PAJARO -- Amalia Gonzalez is no stranger to the sadness the Iraq war has caused.

Victor Gonzalez, her eldest son and a Watsonville High School graduate, died Oct. 13, 2004, in Iraq after his convoy was attacked in Al Anbar Province. He was 19.

He'd been a cadet for the Watsonville Police Department before he went off to train at Camp Pendleton, then to war. He'd been a good student, teachers said.

He had been a good son, too, his mother said Sunday.

Gonzalez joined the military right after he graduated from high school in 2003, rising to the rank of lance corporal in the Marines. He'd heard the Marines would pay his way through college -- or, at the very least, for the police academy.

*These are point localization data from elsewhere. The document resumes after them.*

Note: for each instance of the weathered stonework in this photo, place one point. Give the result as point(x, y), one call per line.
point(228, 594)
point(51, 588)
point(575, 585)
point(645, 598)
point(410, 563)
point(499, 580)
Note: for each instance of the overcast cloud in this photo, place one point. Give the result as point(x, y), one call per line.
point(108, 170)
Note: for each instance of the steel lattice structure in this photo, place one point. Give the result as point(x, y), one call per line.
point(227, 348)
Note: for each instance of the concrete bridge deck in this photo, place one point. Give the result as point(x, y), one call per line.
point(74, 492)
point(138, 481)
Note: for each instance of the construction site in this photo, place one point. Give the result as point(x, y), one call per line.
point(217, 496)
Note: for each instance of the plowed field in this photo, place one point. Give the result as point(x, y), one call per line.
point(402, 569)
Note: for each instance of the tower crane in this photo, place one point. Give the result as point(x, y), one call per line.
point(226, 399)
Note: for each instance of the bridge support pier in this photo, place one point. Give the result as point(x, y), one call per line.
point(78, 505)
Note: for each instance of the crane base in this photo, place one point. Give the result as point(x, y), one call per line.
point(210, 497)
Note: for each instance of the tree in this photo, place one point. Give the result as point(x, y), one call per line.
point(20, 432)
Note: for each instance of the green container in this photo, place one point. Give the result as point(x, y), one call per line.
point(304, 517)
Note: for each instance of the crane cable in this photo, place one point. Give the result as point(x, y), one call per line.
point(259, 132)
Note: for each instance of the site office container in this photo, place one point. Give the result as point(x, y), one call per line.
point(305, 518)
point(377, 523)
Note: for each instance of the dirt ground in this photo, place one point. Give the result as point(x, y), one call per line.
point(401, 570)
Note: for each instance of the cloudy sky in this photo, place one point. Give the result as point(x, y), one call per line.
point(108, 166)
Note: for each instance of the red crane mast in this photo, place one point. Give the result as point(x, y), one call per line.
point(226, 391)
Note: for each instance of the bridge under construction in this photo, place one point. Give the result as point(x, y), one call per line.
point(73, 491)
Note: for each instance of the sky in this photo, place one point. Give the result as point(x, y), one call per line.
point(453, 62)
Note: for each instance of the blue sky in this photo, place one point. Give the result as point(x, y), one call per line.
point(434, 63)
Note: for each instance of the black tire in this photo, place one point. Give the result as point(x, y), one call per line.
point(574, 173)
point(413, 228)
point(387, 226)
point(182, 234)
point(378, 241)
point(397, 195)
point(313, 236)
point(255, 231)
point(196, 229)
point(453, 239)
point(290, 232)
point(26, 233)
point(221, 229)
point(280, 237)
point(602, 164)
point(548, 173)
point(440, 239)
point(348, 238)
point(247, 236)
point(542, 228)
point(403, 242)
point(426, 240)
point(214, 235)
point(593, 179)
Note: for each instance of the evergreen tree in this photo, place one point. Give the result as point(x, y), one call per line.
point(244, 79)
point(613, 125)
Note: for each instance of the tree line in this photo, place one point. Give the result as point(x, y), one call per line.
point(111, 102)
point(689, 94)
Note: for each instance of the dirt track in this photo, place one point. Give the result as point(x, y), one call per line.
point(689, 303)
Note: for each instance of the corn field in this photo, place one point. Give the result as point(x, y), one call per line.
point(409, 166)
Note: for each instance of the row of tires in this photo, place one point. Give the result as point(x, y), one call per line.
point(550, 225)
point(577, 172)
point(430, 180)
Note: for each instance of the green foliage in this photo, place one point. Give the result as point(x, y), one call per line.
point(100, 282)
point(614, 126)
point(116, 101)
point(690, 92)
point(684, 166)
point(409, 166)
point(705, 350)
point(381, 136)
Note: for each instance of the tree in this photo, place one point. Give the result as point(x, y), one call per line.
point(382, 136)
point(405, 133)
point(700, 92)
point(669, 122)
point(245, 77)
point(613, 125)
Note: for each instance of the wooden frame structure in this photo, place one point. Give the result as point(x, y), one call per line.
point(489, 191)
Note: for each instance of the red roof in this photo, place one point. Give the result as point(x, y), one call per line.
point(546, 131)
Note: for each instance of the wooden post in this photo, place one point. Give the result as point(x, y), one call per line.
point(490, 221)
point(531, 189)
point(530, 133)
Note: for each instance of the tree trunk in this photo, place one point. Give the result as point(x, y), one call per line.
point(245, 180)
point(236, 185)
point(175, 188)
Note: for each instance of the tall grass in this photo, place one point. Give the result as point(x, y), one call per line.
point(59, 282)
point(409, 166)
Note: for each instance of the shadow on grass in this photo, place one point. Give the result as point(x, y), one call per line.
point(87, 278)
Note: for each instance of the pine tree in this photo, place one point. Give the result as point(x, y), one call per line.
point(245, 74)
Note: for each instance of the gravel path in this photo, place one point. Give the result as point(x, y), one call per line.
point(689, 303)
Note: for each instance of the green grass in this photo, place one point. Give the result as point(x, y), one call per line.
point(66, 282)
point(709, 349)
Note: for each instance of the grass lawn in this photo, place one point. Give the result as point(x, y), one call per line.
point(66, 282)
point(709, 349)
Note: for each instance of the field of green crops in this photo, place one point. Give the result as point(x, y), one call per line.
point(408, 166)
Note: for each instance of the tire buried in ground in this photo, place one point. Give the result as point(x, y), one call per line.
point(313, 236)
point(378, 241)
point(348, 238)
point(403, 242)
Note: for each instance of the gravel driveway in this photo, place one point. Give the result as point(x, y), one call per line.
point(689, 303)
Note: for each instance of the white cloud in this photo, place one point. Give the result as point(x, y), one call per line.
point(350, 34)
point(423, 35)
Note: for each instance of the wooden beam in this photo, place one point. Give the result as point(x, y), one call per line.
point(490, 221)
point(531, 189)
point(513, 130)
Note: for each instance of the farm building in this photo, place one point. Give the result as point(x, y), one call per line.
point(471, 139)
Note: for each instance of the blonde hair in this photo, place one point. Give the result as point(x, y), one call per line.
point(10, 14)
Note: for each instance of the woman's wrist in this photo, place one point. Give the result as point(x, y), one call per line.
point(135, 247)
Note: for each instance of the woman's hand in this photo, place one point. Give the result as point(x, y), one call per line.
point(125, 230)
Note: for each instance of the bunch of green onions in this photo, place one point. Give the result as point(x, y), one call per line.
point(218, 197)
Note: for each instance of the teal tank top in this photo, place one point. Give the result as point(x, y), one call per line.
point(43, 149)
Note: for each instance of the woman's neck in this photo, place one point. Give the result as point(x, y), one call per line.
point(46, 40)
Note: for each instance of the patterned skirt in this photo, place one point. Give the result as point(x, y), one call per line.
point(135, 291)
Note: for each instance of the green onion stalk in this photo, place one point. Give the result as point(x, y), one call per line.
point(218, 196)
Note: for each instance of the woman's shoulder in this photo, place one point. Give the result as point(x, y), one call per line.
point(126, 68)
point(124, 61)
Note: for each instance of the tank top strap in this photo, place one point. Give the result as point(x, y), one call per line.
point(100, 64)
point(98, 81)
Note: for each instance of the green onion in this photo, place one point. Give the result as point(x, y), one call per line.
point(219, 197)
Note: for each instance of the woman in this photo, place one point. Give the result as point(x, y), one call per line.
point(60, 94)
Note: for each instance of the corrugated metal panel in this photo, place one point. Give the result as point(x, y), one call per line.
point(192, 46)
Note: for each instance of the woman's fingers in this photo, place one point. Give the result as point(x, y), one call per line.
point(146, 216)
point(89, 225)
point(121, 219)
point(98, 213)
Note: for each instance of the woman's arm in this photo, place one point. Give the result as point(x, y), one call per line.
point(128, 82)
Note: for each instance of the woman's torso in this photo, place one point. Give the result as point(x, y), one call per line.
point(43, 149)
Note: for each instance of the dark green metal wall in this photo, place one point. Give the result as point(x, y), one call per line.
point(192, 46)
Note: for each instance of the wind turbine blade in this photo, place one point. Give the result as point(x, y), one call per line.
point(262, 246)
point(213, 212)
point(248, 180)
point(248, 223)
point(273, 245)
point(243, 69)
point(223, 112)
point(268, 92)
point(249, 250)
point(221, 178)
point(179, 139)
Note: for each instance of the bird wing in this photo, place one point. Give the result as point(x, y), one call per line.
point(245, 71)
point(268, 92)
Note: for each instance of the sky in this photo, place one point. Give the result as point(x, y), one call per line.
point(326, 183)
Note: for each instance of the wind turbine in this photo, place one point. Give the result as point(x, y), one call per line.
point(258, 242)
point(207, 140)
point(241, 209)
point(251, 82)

"His dream was to be an FBI agent or a detective," said his 48-year-old mother. Instead, she added, "he died in a war in another country that's still going on and nobody can ever really give you a good answer on why. Every day, innocent people die, civilians die, soldiers die, but why? They said it was for the petroleum, but that can't be. They said it was to kill al-Qaida, but that can't be. I think it's just politics -- los politicos."

Gonzalez said not a day goes by that she doesn't think of her son, who's buried at Valley Catholic Cemetery off of Highway 152 -- just a few miles from where she works as a travel agent. She is also the owner of Beach Street Video across from the plaza downtown.

Since Victor's death, she's become somewhat of an anti-war activist, but not the kind who gives speeches and flies around the country. She can't afford to, she said. She's got a business to run and plane tickets to sell.

Instead she fights her small battles in opposing the war -- whether it's giving a speech in Moss Landing at a motorcycle rally on Memorial Day or kicking off some Fourth of July parade in Santa Cruz County.
"Victor is gone, and there's no bringing him back," she said. "But I want people to know that if he knew what was going on, if he knew that it's been five years and there's no end in sight, he'd oppose the war, too. I'm sure of that."


Victor's mother came from Mexico more than three decades ago to work in the United States. So did his father, Sergio. They live in a small farm house in Pajaro, just across the river from Watsonville. They've been there for decades.

Victor had hoped to make something of himself, his mother said.

"It was his choice," she said. "But I think it's time that our government makes a choice and brings the troops home."

Victor is survived by three siblings: Ednia Gonzalez, 19, a student at Cabrillo College; Oscar, 15; and Mirna, 6.